Tadashi Suzuki’s rigorous training method gave me the discipline of mind and body I needed, Anne Bogart’s Viewpoints gave me the playfulness and capacity to work with the ensemble, Ellen Lauren gave my voice and breath the groundedness to find truth which came from my body and not my overactive nerve endings, but it was Barney O’Hanlon who gave me fearlessness.
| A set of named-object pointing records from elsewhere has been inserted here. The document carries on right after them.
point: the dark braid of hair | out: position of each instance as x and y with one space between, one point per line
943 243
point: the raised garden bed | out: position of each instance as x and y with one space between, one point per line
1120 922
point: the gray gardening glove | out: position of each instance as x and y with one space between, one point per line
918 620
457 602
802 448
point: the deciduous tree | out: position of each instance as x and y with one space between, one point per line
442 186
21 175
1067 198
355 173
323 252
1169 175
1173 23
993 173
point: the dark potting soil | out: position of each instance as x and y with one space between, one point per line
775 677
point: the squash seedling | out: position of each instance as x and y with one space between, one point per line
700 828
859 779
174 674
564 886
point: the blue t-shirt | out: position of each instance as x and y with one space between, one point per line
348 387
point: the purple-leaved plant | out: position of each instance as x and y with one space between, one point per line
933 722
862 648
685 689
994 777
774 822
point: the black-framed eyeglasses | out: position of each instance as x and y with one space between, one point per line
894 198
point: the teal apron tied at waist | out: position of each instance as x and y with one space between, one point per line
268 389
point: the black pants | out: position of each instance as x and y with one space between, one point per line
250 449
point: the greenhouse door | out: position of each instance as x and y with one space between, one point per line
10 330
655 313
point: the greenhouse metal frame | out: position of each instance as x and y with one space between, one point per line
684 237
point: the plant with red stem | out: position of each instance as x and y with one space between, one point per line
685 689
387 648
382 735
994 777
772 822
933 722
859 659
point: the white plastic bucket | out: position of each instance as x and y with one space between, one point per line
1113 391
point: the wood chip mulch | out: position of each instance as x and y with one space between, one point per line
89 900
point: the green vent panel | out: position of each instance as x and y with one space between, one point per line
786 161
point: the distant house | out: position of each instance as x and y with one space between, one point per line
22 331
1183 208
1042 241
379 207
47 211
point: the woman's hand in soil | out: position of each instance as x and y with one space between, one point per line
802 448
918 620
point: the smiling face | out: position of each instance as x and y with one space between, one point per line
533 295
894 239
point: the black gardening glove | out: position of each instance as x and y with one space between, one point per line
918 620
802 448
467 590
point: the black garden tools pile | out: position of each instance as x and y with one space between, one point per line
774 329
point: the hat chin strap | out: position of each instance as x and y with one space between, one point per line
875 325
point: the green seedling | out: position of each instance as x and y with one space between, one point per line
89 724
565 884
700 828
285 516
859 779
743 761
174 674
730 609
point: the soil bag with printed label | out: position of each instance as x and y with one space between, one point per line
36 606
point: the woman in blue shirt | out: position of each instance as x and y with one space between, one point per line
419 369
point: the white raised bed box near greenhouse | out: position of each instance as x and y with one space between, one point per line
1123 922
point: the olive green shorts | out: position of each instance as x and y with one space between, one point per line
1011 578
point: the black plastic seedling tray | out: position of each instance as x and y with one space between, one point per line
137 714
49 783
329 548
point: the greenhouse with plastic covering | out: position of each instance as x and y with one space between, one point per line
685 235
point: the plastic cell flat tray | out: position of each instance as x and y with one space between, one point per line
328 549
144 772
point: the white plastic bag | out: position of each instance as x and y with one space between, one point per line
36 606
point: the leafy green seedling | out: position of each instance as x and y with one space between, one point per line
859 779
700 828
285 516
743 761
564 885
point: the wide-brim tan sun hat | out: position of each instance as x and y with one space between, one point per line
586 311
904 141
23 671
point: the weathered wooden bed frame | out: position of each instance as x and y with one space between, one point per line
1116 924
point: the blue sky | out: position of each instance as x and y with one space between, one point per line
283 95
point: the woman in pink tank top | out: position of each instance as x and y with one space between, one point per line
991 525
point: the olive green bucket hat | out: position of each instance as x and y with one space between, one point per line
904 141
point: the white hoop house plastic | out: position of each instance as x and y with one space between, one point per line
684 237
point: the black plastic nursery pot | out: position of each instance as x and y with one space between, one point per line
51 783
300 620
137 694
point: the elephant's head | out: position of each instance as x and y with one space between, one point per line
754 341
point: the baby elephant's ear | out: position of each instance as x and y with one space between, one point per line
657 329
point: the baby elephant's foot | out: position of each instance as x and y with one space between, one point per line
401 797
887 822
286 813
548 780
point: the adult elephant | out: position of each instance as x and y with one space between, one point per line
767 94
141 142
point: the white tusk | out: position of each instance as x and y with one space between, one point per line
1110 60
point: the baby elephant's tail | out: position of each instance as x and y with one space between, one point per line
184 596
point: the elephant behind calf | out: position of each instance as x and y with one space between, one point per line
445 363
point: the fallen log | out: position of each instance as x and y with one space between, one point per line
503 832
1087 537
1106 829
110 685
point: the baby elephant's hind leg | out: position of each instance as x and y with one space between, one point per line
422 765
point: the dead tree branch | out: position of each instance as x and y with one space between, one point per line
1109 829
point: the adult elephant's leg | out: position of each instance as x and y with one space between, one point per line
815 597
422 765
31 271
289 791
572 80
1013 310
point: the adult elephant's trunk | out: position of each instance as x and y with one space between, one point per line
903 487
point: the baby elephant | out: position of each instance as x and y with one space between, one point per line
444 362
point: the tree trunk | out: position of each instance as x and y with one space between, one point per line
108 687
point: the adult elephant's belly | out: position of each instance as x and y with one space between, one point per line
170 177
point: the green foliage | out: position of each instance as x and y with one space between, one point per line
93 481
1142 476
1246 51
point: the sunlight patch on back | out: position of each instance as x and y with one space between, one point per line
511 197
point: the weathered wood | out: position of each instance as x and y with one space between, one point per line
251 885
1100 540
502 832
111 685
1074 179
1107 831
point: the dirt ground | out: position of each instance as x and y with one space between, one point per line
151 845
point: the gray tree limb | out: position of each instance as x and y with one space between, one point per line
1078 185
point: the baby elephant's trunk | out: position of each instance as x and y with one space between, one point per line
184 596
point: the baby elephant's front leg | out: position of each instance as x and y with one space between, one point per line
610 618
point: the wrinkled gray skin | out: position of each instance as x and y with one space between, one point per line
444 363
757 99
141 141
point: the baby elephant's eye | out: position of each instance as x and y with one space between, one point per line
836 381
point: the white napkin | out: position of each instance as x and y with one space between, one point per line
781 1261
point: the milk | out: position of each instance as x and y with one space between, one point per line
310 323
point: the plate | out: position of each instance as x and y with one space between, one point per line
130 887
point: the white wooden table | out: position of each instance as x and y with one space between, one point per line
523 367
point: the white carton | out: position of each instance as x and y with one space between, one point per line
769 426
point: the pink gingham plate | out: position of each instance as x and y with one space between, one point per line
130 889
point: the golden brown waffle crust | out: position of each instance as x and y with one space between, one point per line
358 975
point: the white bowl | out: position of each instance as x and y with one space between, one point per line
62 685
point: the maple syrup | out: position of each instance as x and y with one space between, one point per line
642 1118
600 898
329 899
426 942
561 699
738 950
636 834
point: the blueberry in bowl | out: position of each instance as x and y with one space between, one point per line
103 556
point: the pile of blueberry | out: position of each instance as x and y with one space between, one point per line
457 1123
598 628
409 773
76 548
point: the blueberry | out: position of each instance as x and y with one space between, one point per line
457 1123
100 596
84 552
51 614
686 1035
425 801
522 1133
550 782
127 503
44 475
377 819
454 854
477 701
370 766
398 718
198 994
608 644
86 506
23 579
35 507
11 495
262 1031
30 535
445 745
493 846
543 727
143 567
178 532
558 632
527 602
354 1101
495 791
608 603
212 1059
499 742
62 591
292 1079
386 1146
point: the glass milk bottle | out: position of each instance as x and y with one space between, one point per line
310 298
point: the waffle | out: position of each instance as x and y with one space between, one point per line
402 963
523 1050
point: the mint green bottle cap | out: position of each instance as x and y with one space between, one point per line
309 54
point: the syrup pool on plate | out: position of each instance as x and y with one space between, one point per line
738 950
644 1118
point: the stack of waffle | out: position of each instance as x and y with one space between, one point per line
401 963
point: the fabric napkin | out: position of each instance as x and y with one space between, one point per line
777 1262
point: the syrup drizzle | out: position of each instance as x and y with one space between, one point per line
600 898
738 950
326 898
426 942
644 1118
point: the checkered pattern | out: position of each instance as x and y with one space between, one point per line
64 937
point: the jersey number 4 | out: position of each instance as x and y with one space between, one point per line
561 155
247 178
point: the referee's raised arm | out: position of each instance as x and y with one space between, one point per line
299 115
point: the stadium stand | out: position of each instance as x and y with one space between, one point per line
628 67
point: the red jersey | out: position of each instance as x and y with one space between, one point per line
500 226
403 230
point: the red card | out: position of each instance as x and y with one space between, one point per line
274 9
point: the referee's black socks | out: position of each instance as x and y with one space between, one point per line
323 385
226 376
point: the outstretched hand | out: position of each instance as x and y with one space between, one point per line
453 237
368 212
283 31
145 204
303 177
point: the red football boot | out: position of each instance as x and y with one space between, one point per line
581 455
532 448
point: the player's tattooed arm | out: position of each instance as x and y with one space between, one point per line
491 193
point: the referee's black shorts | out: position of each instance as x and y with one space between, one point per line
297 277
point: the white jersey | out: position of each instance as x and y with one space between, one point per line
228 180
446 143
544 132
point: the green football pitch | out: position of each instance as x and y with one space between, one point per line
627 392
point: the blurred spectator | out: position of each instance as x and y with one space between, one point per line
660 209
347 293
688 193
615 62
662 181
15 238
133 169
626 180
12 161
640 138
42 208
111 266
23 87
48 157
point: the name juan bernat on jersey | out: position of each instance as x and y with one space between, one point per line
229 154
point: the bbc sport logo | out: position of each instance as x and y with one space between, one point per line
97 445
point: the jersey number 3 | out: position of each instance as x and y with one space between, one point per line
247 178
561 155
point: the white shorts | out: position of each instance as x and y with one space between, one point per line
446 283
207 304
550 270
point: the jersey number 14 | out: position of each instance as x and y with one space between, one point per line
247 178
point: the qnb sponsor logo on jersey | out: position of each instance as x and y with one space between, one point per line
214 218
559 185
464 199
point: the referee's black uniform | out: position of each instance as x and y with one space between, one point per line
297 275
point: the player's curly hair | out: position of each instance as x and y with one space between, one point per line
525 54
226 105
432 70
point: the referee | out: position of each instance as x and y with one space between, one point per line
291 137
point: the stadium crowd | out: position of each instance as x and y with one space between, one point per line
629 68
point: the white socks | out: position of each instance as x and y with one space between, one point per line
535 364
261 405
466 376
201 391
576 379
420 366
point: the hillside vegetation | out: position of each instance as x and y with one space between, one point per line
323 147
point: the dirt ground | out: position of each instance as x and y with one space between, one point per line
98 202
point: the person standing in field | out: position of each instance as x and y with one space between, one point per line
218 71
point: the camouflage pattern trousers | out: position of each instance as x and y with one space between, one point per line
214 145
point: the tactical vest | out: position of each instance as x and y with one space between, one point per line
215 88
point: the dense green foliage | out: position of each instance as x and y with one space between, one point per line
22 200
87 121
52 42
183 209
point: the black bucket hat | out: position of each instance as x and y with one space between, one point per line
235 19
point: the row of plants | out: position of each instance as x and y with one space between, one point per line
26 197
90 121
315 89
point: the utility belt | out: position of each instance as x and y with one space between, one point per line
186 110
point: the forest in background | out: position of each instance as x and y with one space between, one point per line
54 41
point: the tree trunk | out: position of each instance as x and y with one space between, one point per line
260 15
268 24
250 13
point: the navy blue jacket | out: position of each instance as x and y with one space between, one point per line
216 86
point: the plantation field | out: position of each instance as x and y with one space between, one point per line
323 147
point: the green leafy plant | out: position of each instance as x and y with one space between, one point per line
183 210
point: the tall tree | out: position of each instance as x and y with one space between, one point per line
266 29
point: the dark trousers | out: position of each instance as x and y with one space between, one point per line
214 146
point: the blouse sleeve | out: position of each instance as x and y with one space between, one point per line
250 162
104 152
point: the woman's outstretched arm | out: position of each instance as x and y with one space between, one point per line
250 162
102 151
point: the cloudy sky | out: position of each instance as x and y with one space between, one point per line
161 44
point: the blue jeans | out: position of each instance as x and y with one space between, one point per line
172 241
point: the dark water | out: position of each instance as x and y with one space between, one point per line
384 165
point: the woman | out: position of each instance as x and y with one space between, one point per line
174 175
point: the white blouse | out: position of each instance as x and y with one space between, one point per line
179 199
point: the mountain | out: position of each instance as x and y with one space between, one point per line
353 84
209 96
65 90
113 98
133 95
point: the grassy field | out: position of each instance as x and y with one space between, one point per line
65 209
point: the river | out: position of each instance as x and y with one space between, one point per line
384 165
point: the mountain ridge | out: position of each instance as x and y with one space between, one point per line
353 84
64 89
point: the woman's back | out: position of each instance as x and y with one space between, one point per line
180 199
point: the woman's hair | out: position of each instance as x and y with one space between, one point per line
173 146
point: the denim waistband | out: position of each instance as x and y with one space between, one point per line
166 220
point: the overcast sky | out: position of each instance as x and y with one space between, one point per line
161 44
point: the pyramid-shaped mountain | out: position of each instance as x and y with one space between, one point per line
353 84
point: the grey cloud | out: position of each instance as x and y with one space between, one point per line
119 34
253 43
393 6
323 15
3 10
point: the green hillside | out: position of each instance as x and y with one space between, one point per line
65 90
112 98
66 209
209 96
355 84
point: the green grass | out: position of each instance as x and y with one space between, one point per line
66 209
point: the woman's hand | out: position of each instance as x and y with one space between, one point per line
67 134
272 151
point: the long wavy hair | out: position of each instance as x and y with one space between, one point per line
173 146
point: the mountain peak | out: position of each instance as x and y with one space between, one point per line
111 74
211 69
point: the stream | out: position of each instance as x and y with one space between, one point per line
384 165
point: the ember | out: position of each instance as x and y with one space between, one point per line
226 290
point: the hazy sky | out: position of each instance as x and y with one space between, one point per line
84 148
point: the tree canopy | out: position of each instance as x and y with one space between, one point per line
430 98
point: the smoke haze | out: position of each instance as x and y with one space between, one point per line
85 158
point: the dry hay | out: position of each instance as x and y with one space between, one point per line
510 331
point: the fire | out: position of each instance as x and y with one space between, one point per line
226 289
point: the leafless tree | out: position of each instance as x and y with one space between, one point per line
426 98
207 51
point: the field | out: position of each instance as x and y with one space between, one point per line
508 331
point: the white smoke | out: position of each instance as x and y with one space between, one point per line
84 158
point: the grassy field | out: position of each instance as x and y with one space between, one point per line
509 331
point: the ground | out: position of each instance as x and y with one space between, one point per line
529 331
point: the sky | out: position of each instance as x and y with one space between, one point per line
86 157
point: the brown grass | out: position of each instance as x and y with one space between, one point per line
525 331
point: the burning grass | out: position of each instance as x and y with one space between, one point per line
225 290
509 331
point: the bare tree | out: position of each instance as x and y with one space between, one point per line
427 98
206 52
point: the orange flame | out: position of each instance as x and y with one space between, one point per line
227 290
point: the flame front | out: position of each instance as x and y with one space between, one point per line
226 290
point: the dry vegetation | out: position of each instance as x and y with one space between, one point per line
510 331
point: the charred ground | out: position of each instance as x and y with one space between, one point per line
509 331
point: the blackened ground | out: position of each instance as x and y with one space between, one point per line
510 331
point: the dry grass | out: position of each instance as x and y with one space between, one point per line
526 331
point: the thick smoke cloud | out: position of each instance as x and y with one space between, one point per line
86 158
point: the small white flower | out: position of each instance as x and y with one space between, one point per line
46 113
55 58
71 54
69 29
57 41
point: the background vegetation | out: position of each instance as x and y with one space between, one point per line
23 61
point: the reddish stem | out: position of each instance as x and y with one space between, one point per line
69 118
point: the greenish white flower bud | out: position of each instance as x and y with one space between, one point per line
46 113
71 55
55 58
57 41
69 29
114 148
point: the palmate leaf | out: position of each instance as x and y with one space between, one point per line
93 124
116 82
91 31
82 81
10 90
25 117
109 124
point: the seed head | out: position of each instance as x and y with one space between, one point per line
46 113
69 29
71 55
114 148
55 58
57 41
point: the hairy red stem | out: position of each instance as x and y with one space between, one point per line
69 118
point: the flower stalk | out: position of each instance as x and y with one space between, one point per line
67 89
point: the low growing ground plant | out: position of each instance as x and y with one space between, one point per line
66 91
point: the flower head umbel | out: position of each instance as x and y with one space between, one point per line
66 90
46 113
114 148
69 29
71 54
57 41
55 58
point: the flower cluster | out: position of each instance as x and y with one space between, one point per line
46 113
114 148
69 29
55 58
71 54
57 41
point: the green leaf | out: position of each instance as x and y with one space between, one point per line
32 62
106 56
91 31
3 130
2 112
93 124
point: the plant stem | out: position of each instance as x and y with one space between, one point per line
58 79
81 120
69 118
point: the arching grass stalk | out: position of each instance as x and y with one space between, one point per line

Barney’s movement class terrified me.  I felt out of place, like a clumsy dodo trying to be an elegant swallow.  My left foot wanted to go where my right foot should be.  And then Barney said something to us that struck a revelation in me (that is a bit unfair, because he said MANY things that had this effect): “Dance is simply conscious movement.”  Suddenly, instead of worrying about how pretty I was, whether or not I looked ridiculous (which at times, I am sure I did), I just dove into his class with every ounce of my creative being.  And I reaped the rewards.  By the end of the training program, Barney told me personally: “You have come a long way since the first week.  You have found the connectedness in your body.  You’ve loosened up.  It shows.”

So in that dance lesson with my friend, after we had warmed up and she had gone through some basics with me, I danced.  Nothing in particular, nothing written down in any codified book on Ballet or Modern or Jazz or Tap.  I simply danced.  At first I held back.  I realized this after about 5 minutes.  I told her.  I began again.  And when I finally forgot she was in the room, to the point where I was barely conscious where my foot or arm or neck would move next in space or time, it was then that I became fully conscious.  I became fearless.  My dance was for me, it was for the expression of me and my place in this universe, my pains and sorrows and frustrations and joys and discoveries and bliss.  It was a living, breathing experience of experimentation that was never sure where one moment ended and another began.  It was uncertain, and it was exciting!  I was having fun, and I wasn’t letting anything stop me.

At the end of the dance, I slowly, slowly lowered myself to the ground as if laying myself down in a holy bow to the gods of dance and theatre.  They didn’t need to respond.  No one did.  I was simply finding my way back down to the earth, down to where life was created, the nurturing mother that absorbed all the fear that been lingering for so many years in my trembling bones.  It was liberating and it was invigorating.  I breathed deep heavy sighs.  I knew I had been no Baryshnikov, but I FELT like Baryshnikov.

My friend was silent for a long time, as was I.  Finally, she said this to me: “You were completely fearless in your dancing.  Many dancers with far more technique than you can’t do that.”  And I took that as one of the greatest compliments I have received in regards to my art.  Because no performer can hold onto himself on the stage.  I do not mean he should throw himself at the audience either – he should share himself with the audience and with the stage like a man shares his lunch with a friend or a stranger in need.  He should not withhold his spirit, nor should he hurl his spirit indiscriminately into the audience.  He should breathe each breath with honesty, and move each muscle with the intent of sharing the realization of life.

I knew that night that technique did not matter.  It is a necessary and useful thing, which requires many years of diligent, brutal focus and labor.  But this can be acquired through effort.  Fearlessness cannot be acquired in such a way.  It can only be received by letting go.  I am learning to let go.  And the rest shall fall into place.